Appare al legislatore particolarmente odioso il reato di minacce commesso ai danni di colui che non può difendersi. Ancor più riprovevole, dunque, è ritenuta la condotta minatoria perpetrata a danno di soggetti maggiormente vulnerabili e impressionabili, poiché il turbamento psichico patito da costoro può rivelarsi sconvolgente.
Avviso di conclusione delle indagini preliminari
L’avviso di conclusione delle indagini preliminari è un atto con cui il pubblico ministero comunica all’indagato e al suo difensore che le indagini sono terminate. Questo avviso ha una duplice funzione:
- Informativa, perché rende l’indagato consapevole delle accuse mosse nei suoi confronti.
- Garantista, poiché offre la possibilità di esercitare il diritto di difesa prima che il pubblico ministero decida se chiedere l’archiviazione del caso o procedere con l’esercizio dell’azione penale.
L’avviso di conclusione delle indagini preliminari è disciplinato dall’art. 415 bis del codice di procedura penale e deve contenere la sommaria enunciazione del fatto per il quale si procede, delle norme che si assumono violate, della data e del luogo del fatto.
Trattasi, in definitiva, di un atto che, ponendo fine alla segretezza delle indagini, incardina, seppur ancora in misura embrionale, il vero e proprio contraddittorio processuale ponendo realmente e concretamente, nonché per la prima volta, la persona cui il reato è ascritto in condizioni di approntare una difesa nel merito dei fatti.

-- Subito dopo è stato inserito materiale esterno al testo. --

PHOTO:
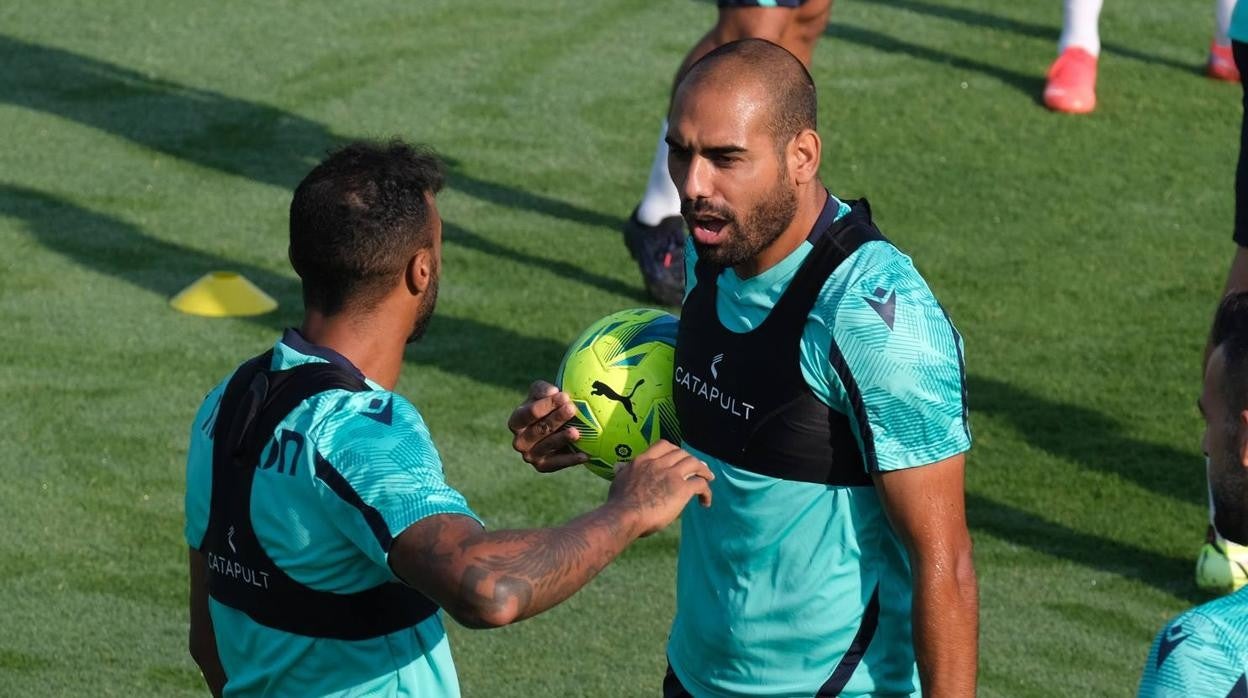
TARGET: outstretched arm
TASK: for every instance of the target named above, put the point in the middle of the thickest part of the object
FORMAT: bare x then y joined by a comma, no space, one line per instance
926,507
486,578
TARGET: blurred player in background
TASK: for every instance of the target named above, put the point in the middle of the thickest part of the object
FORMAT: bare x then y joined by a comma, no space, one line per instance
824,383
325,540
1204,651
1071,85
655,232
1222,565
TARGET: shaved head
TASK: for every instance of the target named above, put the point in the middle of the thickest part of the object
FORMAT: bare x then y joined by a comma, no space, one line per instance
783,81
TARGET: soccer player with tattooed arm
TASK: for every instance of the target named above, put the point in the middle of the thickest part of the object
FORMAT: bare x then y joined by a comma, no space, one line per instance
836,560
325,538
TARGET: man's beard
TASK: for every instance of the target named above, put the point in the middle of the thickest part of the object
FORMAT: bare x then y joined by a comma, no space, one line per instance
750,235
1229,506
424,314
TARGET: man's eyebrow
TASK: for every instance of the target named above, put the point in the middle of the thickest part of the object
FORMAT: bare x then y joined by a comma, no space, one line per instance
714,151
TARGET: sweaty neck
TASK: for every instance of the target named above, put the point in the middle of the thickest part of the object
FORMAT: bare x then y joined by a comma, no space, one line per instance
373,347
810,204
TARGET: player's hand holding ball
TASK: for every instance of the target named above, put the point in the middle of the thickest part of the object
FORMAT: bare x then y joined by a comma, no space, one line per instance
657,485
538,431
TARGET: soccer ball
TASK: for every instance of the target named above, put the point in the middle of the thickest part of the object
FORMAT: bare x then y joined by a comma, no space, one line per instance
1221,567
618,373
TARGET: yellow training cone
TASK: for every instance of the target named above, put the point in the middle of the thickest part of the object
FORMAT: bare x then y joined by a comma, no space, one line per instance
224,294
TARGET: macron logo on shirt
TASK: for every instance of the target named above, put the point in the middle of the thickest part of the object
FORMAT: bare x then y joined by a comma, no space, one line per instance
381,410
887,309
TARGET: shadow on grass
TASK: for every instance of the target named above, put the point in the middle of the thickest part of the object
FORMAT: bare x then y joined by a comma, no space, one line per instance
1031,85
987,20
106,245
1026,530
230,135
1090,438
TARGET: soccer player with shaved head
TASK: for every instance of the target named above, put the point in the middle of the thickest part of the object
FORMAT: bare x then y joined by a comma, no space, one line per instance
325,541
1204,651
655,232
823,382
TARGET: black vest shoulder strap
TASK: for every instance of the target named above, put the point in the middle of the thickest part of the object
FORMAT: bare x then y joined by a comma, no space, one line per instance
241,575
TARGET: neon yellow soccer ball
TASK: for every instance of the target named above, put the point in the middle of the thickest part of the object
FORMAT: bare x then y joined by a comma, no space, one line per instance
618,373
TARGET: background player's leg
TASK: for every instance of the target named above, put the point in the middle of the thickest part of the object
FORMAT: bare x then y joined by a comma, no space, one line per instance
1071,85
1081,26
1222,566
1222,63
654,232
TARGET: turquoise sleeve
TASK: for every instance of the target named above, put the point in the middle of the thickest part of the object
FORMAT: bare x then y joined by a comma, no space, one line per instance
894,362
377,470
199,468
1193,656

Il pubblico ministero procede alla notifica dell’avviso di conclusione delle indagini preliminari nei casi in cui non ritenga di dover chiedere al GIP l’archiviazione della notizia di reato, vale a dire qualora ritenga fondata l’ipotesi accusatoria e sia determinato ad esercitare l’azione penale. Ricordiamo che a seguito della riforma (c.d. riforma Cartabia) il pubblico ministero dovrebbe esercitare l’azione penale, e il GUP in udienza preliminare disporre il rinvio a giudizio, solo qualora ritenga che in concreto sussista una ragionevole probabilità di condanna dell’indagato/imputato.

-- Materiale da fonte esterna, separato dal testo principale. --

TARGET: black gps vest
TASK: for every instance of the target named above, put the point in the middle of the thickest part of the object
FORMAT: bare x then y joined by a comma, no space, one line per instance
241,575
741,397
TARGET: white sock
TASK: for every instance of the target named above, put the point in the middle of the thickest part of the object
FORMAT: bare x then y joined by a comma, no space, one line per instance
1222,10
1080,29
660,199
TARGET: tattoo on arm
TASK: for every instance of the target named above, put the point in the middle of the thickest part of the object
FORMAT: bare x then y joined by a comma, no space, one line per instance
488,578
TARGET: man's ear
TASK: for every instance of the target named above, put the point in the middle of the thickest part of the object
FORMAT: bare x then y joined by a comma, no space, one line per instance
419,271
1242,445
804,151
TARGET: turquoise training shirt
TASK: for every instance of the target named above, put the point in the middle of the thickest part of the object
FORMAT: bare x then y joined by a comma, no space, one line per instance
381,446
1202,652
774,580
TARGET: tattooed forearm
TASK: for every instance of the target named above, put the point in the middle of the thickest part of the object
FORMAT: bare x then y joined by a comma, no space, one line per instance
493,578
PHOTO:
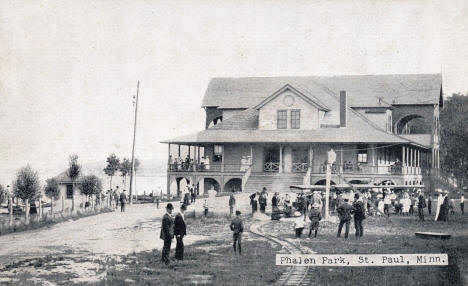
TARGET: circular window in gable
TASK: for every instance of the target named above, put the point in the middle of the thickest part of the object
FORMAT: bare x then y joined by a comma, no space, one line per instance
288,100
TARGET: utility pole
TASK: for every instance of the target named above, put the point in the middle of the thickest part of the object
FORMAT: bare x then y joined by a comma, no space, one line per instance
133,148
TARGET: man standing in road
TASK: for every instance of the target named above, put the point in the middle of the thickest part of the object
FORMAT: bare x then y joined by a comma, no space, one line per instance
123,201
232,204
421,206
167,233
344,214
180,230
237,228
359,216
462,204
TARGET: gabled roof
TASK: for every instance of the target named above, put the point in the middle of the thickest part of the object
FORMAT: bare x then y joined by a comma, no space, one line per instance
243,128
362,90
302,94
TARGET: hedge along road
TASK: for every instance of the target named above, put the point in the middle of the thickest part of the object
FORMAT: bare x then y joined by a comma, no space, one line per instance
113,233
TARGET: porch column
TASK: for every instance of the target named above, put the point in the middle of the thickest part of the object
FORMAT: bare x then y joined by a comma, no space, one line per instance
311,156
168,186
281,160
222,160
168,153
341,160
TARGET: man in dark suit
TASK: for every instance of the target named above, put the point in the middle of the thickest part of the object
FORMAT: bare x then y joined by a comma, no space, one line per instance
359,215
123,201
180,231
167,233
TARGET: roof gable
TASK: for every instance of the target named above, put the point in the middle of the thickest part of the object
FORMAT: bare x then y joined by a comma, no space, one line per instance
302,94
362,90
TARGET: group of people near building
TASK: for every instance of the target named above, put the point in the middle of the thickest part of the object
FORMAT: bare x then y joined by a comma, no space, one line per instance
179,164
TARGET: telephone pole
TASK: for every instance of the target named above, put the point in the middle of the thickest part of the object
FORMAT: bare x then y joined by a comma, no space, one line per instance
133,148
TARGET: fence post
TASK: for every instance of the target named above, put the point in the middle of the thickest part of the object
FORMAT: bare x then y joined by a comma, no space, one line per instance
10,200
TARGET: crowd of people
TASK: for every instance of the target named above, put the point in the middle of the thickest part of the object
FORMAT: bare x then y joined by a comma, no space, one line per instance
307,209
179,164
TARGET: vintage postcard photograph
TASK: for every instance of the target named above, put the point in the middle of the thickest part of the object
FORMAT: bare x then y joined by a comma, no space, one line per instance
150,142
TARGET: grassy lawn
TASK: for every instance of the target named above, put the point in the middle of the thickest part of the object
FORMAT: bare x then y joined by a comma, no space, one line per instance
392,236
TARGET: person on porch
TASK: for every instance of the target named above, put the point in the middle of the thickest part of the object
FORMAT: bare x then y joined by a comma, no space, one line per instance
253,202
263,200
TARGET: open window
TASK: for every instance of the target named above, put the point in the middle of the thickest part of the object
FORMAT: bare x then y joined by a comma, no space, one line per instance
362,156
295,119
218,153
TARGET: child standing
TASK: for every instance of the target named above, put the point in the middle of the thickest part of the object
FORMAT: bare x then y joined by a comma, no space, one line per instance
315,217
237,229
205,206
298,224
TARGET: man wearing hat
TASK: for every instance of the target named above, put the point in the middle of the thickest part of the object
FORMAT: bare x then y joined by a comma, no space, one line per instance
344,214
315,217
237,228
359,215
180,230
167,233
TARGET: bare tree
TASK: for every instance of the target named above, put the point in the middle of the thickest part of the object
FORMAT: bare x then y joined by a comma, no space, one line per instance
125,169
91,185
52,191
26,186
113,164
74,171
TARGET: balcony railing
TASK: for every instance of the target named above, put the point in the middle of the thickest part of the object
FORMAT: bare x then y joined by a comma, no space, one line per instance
193,167
273,167
300,167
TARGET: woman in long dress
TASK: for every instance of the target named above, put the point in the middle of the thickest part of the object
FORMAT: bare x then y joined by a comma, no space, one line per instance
444,209
440,200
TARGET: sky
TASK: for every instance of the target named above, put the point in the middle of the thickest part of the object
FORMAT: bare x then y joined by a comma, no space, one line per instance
69,69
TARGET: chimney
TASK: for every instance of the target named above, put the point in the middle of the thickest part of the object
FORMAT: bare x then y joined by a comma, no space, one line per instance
343,106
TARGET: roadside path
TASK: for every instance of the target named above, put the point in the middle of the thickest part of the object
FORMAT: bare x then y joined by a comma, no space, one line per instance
295,275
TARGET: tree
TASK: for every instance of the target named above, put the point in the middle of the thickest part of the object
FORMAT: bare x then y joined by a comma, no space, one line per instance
74,171
52,191
454,137
91,185
26,186
125,169
113,164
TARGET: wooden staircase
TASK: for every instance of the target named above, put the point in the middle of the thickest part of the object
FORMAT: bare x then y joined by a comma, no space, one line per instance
274,182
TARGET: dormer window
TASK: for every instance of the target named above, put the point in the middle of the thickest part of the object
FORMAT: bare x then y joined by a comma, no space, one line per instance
295,119
282,119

L’avviso di conclusioni delle indagini preliminari va notificato tanto all’indagato quanto al suo difensore, d’ufficio o di fiducia, con l’avvertimento che la documentazione relativa alle indagini è depositata presso la segreteria del pubblico ministero e che l’indagato ed il suo difensore possono consultarla ed estrarne copia.

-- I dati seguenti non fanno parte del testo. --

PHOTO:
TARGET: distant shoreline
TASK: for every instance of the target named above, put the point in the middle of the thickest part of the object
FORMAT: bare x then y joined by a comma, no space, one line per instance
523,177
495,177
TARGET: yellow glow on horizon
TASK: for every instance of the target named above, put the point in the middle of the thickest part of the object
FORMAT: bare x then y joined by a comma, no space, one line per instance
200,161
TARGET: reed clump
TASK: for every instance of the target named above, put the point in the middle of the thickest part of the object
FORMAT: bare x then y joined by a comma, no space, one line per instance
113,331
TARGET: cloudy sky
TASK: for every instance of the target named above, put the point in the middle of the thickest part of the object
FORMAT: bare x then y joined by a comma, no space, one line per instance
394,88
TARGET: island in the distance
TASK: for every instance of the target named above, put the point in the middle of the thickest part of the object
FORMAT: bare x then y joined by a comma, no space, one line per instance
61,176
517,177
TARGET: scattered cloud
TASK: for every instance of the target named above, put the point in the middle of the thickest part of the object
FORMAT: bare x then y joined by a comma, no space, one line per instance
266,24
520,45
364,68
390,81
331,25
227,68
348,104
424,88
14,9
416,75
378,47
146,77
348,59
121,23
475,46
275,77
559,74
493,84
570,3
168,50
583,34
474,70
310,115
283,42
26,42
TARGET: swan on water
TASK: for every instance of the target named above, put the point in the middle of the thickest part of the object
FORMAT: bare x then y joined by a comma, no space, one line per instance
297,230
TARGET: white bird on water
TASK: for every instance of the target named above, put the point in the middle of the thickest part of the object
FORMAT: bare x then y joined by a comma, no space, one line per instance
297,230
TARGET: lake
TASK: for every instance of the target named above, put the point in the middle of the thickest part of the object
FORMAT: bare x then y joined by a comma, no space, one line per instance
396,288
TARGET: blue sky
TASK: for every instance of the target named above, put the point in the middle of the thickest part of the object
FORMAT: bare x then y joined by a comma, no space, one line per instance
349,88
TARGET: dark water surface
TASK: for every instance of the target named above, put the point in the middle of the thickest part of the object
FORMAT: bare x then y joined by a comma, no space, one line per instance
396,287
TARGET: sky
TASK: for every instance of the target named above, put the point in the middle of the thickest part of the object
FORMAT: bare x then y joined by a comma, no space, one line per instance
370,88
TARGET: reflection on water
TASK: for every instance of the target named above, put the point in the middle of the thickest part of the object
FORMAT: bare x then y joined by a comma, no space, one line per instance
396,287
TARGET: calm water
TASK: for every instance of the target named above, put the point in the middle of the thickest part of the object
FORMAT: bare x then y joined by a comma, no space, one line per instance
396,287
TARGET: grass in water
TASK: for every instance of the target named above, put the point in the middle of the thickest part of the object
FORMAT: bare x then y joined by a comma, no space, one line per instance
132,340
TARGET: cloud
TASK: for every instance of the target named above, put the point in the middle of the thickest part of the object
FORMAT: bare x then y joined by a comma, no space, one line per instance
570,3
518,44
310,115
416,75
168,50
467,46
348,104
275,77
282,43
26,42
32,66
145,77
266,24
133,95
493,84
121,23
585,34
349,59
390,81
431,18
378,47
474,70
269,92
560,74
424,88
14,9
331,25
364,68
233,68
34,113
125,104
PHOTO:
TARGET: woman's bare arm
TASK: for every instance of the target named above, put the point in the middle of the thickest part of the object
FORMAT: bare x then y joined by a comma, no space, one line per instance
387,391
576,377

Nei venti giorni successivi alla notifica dell’avviso di conclusione delle indagini preliminari l’indagato ha facoltà di:
- Depositare memorie difensive contenenti lo svolgimento di argomentazioni di fatto e di diritto che militino nel senso dell’opportunità dell’archiviazione della notizia di reato;
- Produrre documentazione rilevante a discarico;
- Produrre la documentazione relativa allo svolgimento di eventuali indagini difensive;
- Chiedere di essere sottoposto ad interrogatorio;
- Chiedere di poter rendere sommarie dichiarazioni;
- Suggerire al PM il compimento di ulteriori atti d’indagine, ad esempio relative all’audizione di persone informate dei fatti.
Si badi che il PM, in caso di tempestiva richiesta dell’indagato ovvero prima dello spirare del termine di venti giorni dopo la notifica dell’avviso di conclusione delle indagini preliminari, ha l’obbligo esclusivamente di sentire o interrogare l’indagato e non già di compiere gli ulteriori atti d’indagine da quest’ultimo suggeriti. Ciò poiché la direzione delle indagini preliminari spetta solo al pubblico ministero.